# Snowblower Issues - Friction Disc/plate?



## daveswoodhauler (Dec 28, 2010)

I know a lot of folks here have big tractors and plows, but was hoping some could help out with a little issue I am having.
Have a Ariens 8.5 snowblower, 24 inch cut, 5 speeds forward and 2 speeds reverse.
Started to have some issues in our big 6 inch blizzard yesterday lol.
Basically, when I was in first or 2nd gear, the blower seemed to creep up on speed with me, and just seemed like the wheels were running a little fast. Went to put it in reverse, and it still wanted to go forward.
Later, the pin that holds the speed selector to the gear assembly let go, so I had to Maguyver it and use a finish nail and bend both ends to so that the speed selector would stay on.
If I fiddled around with the gears, sometimes it seemed it would slip back into forward 1 or 2, but then after 20 feet it seemed like it was going in 3 or 4th.
About 3 years ago I think I had the same issue, and either the repair shop replaced the friction disc or friction plate...so I am guessing it is the same thing now.
I downloaded the manual (both homeowners and service one), is this something I can repair on my own? And second question, should these discs/plates wear out that fast?
Hope everyone had a good xmas!


----------



## Later (Dec 28, 2010)

I used to repair my old John Deere. It's biggest issue was corrosion (from blowing salty slush) that rusted the friction disc shaft. Sounds like you could have a bearing on the idler wheel mechanism that is "wandering"


----------



## velvetfoot (Dec 28, 2010)

I have the same machine and the same issues, roughly, including the speed selector.
I think I adjusted the the gear linkage.  It's in the manual, lol.
The manual is online somewhere, but I have it if you wanjt me to email it to you.

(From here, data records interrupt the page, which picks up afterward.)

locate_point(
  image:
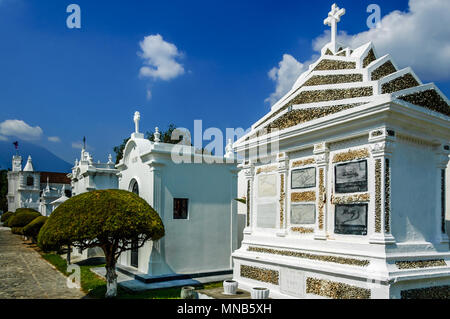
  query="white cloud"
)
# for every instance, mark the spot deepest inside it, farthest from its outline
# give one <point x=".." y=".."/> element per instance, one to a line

Knock on wood, it worked okay in yesterday's 2' snow, except when trying to cut down the plug at the end of the driveway from the left side of the blower, when it stalled out.  I must've blocked the intake (which I don't even know where it is), or the exhaust or something.  I'm thinking maybe some drift cutters would help, or a new snowblower.


----------



## Hardrockmaple (Dec 28, 2010)

I agree, this sounds more like an adjustment issue. On my Ariens the cable runs (adjuster exposed) from the handle bar down into the back of the machine. Take up any slack in that cable.


----------



## daveswoodhauler (Dec 29, 2010)

Thanks for the replies....have been without phone/cable/tv for a day or so due to the storms.
There are 2 cables/rods in the back of the machine.
One cable on the left is more of a cable with a little barrel type nut on it that engages the wheels. I have removed the slack in the cable, and the problem still exists. The one of the right is more of a bar/rod, and this is attached to the gear selector....not really any slack in it, so I am thinking that this is ok.
I am thinking that the disc/plate is shot as the wheels engange fine, its just that the speeds varies as well as not knowing if its in forward/reverse. (Auger/impellar works fine)
Velvetfoot, I do have the manual that I downloaded, so thanks for the offer. I didn't see anything about adjusting the gear linkage, but perhaps on mine its called something else....guessing the machine is about 10-12 years old.
If it gets warm out this weekend, I am going to take it apart and see what kind of damage I can see inside.
Thanks for the help.


----------



## velvetfoot (Dec 29, 2010)

Here is an excerpt from my manual:


----------



## daveswoodhauler (Dec 29, 2010)

Thanks, I'll have to check it out when I get home. (I don't think I have the rabbit/turtle on mine, but I am guessing the principle must be similar)
Thanks for the help, and have a good new years!


----------



## daveswoodhauler (Jan 2, 2011)

Well, worked on it yesterday, and went through adjusting the speed selector settings.
Worked ok for about 30 seconds, then started doing its thing again.....wandering out of gear, going forward when in reverse, etc...
Guessing the friction disc is shot.
Looks like I'm bringing it into the shop this week....at least I gave it a try.


----------



## velvetfoot (Jan 2, 2011)

It's amazing that, with the warm temps here, the 2 feet of snow that I struggled with last week is nearly gone.  Not all the way, but bare spots, clean driveway etc.


----------



## daveswoodhauler (Jan 2, 2011)

I think I figured it out.
There was a small pin that holds the shift sellector rod, and since it broke I replaced it with a nail, bending both ends so it didn't fall out. So, I think this is the only issue, as because the nail is smaller than the hole, its got too much give and thats why it is wandering in between gears...heading to the shop tomorrow to get the right size pin to put back on. The funny thing is, it looks like the same size as the pin in my answer that holds the burn tubes in place :lol: 
Thanks velvet, now I know how to adjust the shift selector.
Snow is just about gone here too.


----------